Wrong on both counts. The four reporters on the story unearth not a solitary soul who claimed, even off the record, that Thomas had ever said he would resign without additional income. The June 2000 memo in which “delicate matter” appears did not claim that Thomas was threatening to resign, although it did say that Justices Thomas and Scalia were “presumably” the most likely to leave for financial reasons. The main point of the memo is to figure out the best strategy for raising the pay of the justices: whether, for example, to push for a bill that raised their pay alone or raised it alongside salary increases for members of Congress and lower federal judges. That’s the “delicate matter,” not the specific question of how to address Thomas’s finances, which never even come up in the memo except by implication.

The body of the ProPublica article describes the memo as one of several “records from the time” and recent “interviews” that “offer insight into how Thomas was talking about his finances in a crucial period in his tenure.” The memo does not, however, say anything, even second-hand or third-hand, about how Thomas was talking about his finances.

What else does the organization have by way of such records and interviews? There’s a statement from an acquaintance of Thomas who says that the two of them had never discussed the justice’s finances.
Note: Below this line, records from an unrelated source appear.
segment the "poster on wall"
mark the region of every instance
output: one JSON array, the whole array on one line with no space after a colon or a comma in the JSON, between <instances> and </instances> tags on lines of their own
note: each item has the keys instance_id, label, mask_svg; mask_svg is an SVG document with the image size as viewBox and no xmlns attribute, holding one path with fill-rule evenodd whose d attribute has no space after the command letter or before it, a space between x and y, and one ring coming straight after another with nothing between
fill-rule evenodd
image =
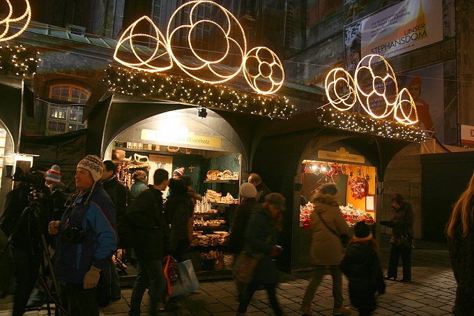
<instances>
[{"instance_id":1,"label":"poster on wall","mask_svg":"<svg viewBox=\"0 0 474 316\"><path fill-rule=\"evenodd\" d=\"M443 40L442 0L407 0L361 22L361 54L385 59Z\"/></svg>"},{"instance_id":2,"label":"poster on wall","mask_svg":"<svg viewBox=\"0 0 474 316\"><path fill-rule=\"evenodd\" d=\"M418 114L417 126L434 132L441 143L445 142L443 66L442 63L411 71L400 76L404 78L402 86L406 87L413 98Z\"/></svg>"}]
</instances>

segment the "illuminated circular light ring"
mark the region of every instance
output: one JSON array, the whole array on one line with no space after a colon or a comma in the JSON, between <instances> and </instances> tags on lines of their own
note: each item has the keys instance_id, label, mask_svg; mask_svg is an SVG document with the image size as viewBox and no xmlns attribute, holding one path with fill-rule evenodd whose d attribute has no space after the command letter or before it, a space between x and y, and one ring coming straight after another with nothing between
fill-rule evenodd
<instances>
[{"instance_id":1,"label":"illuminated circular light ring","mask_svg":"<svg viewBox=\"0 0 474 316\"><path fill-rule=\"evenodd\" d=\"M347 71L342 68L334 68L328 73L324 86L328 100L334 107L340 111L347 111L357 103L357 89L354 80ZM347 90L344 90L344 88ZM336 99L332 98L331 92L334 93ZM352 102L346 102L351 98ZM342 107L339 105L341 104L345 107Z\"/></svg>"},{"instance_id":2,"label":"illuminated circular light ring","mask_svg":"<svg viewBox=\"0 0 474 316\"><path fill-rule=\"evenodd\" d=\"M368 59L368 61L367 61ZM367 63L367 66L362 66L365 63ZM376 75L374 70L372 69L372 63L376 62L383 62L383 66L385 66L385 73L383 76ZM372 89L369 90L369 93L366 93L361 86L359 84L359 73L362 71L367 71L370 76L372 77ZM357 90L359 97L359 103L362 106L364 110L369 113L372 116L376 119L382 119L387 117L394 111L394 107L397 100L390 102L385 93L387 91L387 82L389 80L392 80L395 85L395 94L398 95L398 84L397 83L397 79L395 77L395 73L393 71L392 66L388 63L388 62L381 56L377 54L367 55L364 58L360 59L359 63L357 66L356 72L354 73L354 77L356 81L356 86L357 86ZM376 84L377 82L381 82L383 84L382 92L379 92L381 89L376 88ZM380 114L376 114L371 109L370 100L372 98L381 97L385 101L385 109L383 112Z\"/></svg>"},{"instance_id":3,"label":"illuminated circular light ring","mask_svg":"<svg viewBox=\"0 0 474 316\"><path fill-rule=\"evenodd\" d=\"M0 42L4 42L6 40L10 40L13 38L15 38L15 37L18 36L20 35L22 33L23 33L26 28L28 27L28 25L29 25L29 22L31 20L31 8L30 6L29 2L28 0L24 0L26 7L25 8L24 13L19 16L18 17L15 17L15 18L11 18L12 15L13 14L13 6L12 6L11 3L10 2L10 0L5 0L7 3L7 5L8 6L8 14L7 16L2 20L0 20L0 25L5 24L4 27L5 29L3 30L3 32L0 34ZM24 22L24 25L22 29L18 31L17 33L8 36L8 37L4 37L8 31L10 30L10 24L12 22L19 22L21 21L23 19L26 18L26 21Z\"/></svg>"},{"instance_id":4,"label":"illuminated circular light ring","mask_svg":"<svg viewBox=\"0 0 474 316\"><path fill-rule=\"evenodd\" d=\"M219 8L224 15L226 17L226 19L227 20L227 29L224 30L224 28L222 28L220 25L219 25L217 23L216 23L214 21L205 19L199 21L194 21L192 16L194 14L194 10L197 8L197 6L199 4L210 4L213 6L217 7ZM191 6L191 8L190 9L190 14L189 14L189 20L190 20L190 24L183 24L183 25L180 25L179 27L176 27L174 29L173 31L170 31L170 29L171 27L171 23L173 22L173 20L174 19L175 16L185 6ZM231 23L231 22L234 22L234 23ZM230 42L232 42L236 44L236 47L238 48L238 50L240 51L240 54L241 57L242 61L238 68L236 70L236 71L230 75L224 75L222 74L219 74L216 72L215 69L212 68L212 66L215 63L215 61L208 61L206 59L204 59L201 58L201 57L199 56L199 54L197 54L194 50L192 48L192 38L190 36L190 34L192 33L192 29L194 27L196 27L196 25L199 23L199 22L210 22L213 23L214 25L217 26L222 31L222 33L224 34L224 37L226 38L226 42L227 44L227 47L226 49L226 53L224 54L222 58L221 58L219 61L221 61L224 60L226 57L227 57L227 55L229 54L228 52L229 51L229 46L230 46ZM240 34L242 36L242 39L243 39L243 43L239 43L237 40L235 38L231 38L229 36L231 32L232 31L232 25L236 25L236 27L238 27L238 29L240 29ZM191 50L191 52L192 54L194 55L194 57L196 57L197 59L201 61L202 62L202 64L200 66L193 66L192 65L189 65L189 64L185 64L182 63L181 61L178 59L178 58L174 55L173 53L173 47L171 46L171 43L172 43L172 37L174 35L174 33L179 29L187 27L189 28L189 34L188 37L188 45L190 49ZM226 81L228 81L235 76L236 76L238 73L240 71L240 69L242 68L242 66L244 63L244 57L245 56L245 54L247 52L247 40L245 39L245 34L244 33L243 29L242 28L242 26L240 24L237 19L231 13L230 11L229 11L227 9L224 8L223 6L216 3L215 2L211 1L192 1L187 2L183 5L181 5L179 8L178 8L171 15L171 17L169 19L168 26L167 27L167 50L169 54L171 55L171 58L174 61L174 62L178 65L178 66L185 73L191 76L192 77L199 80L203 82L208 82L208 83L221 83L221 82L224 82ZM213 75L217 77L217 79L215 80L205 80L204 78L201 78L199 77L197 75L194 75L192 73L193 71L198 71L202 69L206 68L209 71L211 71Z\"/></svg>"},{"instance_id":5,"label":"illuminated circular light ring","mask_svg":"<svg viewBox=\"0 0 474 316\"><path fill-rule=\"evenodd\" d=\"M271 56L271 61L268 62L263 60L262 57L260 56L261 51L265 51L270 54ZM247 63L250 60L255 59L258 62L258 69L259 73L257 75L252 75L249 71L249 68L247 67ZM281 78L273 78L273 67L277 67L280 69L282 73ZM268 75L262 73L262 69L266 68L270 69ZM243 74L247 80L247 83L256 92L260 94L270 94L277 91L283 84L283 80L284 80L284 70L283 69L283 65L280 61L280 59L271 50L265 47L257 47L250 50L245 55L245 63L243 66ZM271 86L268 90L261 90L259 88L258 80L259 78L263 78L266 81L270 82L271 83Z\"/></svg>"},{"instance_id":6,"label":"illuminated circular light ring","mask_svg":"<svg viewBox=\"0 0 474 316\"><path fill-rule=\"evenodd\" d=\"M413 116L415 119L411 119ZM413 125L418 121L418 113L416 111L415 102L406 88L402 89L398 93L394 117L397 121L405 125Z\"/></svg>"},{"instance_id":7,"label":"illuminated circular light ring","mask_svg":"<svg viewBox=\"0 0 474 316\"><path fill-rule=\"evenodd\" d=\"M383 77L376 75L371 67L372 60L375 58L384 63L385 74L384 74ZM362 66L362 62L367 59L369 59L368 66ZM369 93L365 93L358 84L357 80L358 77L358 75L362 70L369 71L372 77L372 89ZM358 103L365 112L375 119L383 119L393 113L394 119L402 124L413 125L418 121L416 107L410 92L406 88L404 88L399 93L398 92L398 84L395 72L383 57L380 55L366 56L358 64L354 76L356 77L356 80L347 71L340 68L331 70L326 75L325 81L326 96L330 103L334 107L340 111L346 111L355 105L358 100ZM395 91L397 91L397 98L393 102L390 102L385 95L386 82L389 80L393 81L395 85ZM375 84L377 81L381 81L383 84L383 93L379 92L376 89ZM341 90L344 92L344 94L339 94L337 86L342 86ZM344 90L344 87L347 90ZM331 95L331 92L333 93L335 99ZM383 97L385 102L385 112L381 115L376 114L370 108L370 99L375 97ZM346 100L351 100L351 98L352 98L352 102L348 103ZM365 100L365 103L362 103L362 99ZM345 107L340 106L341 104L343 104ZM415 118L411 119L413 114Z\"/></svg>"},{"instance_id":8,"label":"illuminated circular light ring","mask_svg":"<svg viewBox=\"0 0 474 316\"><path fill-rule=\"evenodd\" d=\"M135 30L135 27L138 23L139 23L142 21L146 21L148 22L150 25L153 27L153 29L155 31L155 33L156 36L153 36L149 34L144 34L144 33L138 33L138 34L134 34L133 31ZM148 59L143 59L140 55L138 54L138 52L135 50L135 45L133 42L133 38L135 37L146 37L148 38L152 38L155 40L156 40L156 45L155 47L155 50L153 52L153 53L150 55ZM136 57L136 59L139 61L138 63L128 63L125 61L121 60L120 58L117 57L117 53L118 52L118 49L125 42L129 42L130 43L130 49L132 50L132 52ZM117 46L115 48L115 52L114 52L114 59L116 61L118 61L120 63L128 67L130 67L131 68L137 69L139 70L144 70L144 71L147 71L149 73L155 73L158 71L163 71L163 70L167 70L168 69L170 69L173 66L173 60L172 59L169 59L169 64L167 65L166 66L164 67L156 67L154 66L150 63L153 61L153 60L158 59L164 55L166 55L168 54L167 52L167 45L165 44L166 41L165 40L165 36L163 36L163 34L161 33L158 28L157 27L156 25L155 25L155 23L150 19L146 15L144 15L143 17L140 17L138 19L137 21L135 22L132 23L130 27L127 28L127 29L125 30L122 36L121 36L120 39L118 40L118 42L117 43ZM160 45L162 47L164 47L165 50L167 50L167 52L165 53L161 54L158 54L158 50L160 50Z\"/></svg>"}]
</instances>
There’s an anonymous report from “one friend” of Thomas who says, “It was clear he was unhappy with his financial situation and his salary.” But that quote comes directly after ProPublica says that this was what Washington “chatter” held. The article does not claim that this friend was characterizing a private conversation with Thomas, rather than summing up the “chatter” he had heard. ProPublica also has financial records of Thomas — which indicate “how Thomas was talking about his finances” only in the sense of how he was filling out forms.

The best piece of evidence the quartet of reporters have is a former Republican congressman’s report that a conversation with Thomas about a pay increase for the justices and the possibility of multiple resignations from the court in its absence had him worried that Thomas might step down. The congressman does not, however, tell us much of what he recalls Thomas saying. Was Thomas making a veiled threat, in his opinion? The congressman doesn’t say. Perhaps the reporters didn’t press him on what made him worry; or perhaps he did not remember well enough to say; or perhaps the answer was deflationary.

The reporters tell us, accurately, that there was widespread, bipartisan concern at the time about judicial pay. We know Thomas never resigned, and neither did Scalia, who served until he died at age 79. We know that Thomas helped his own financial situation by publishing an autobiography in 2007, which reportedly earned Thomas a $1.5 million advance and justified it by hitting number one on the New York Times non-fiction best-seller list. (These facts undercut the story’s larger insinuation that Thomas turned to rich donors as a substitute for the income boost he didn’t get from Congress.) We have testimony from several people that in the 1990s, Thomas said he was going to serve on the Court until 2034. So far, we have no report from anyone that he ever told anyone otherwise.

We are all aware that reporters and media outlets are willing to exaggerate their stories, as are the activists who find those stories useful. ProPublica has crossed the line from hype to misleading the public.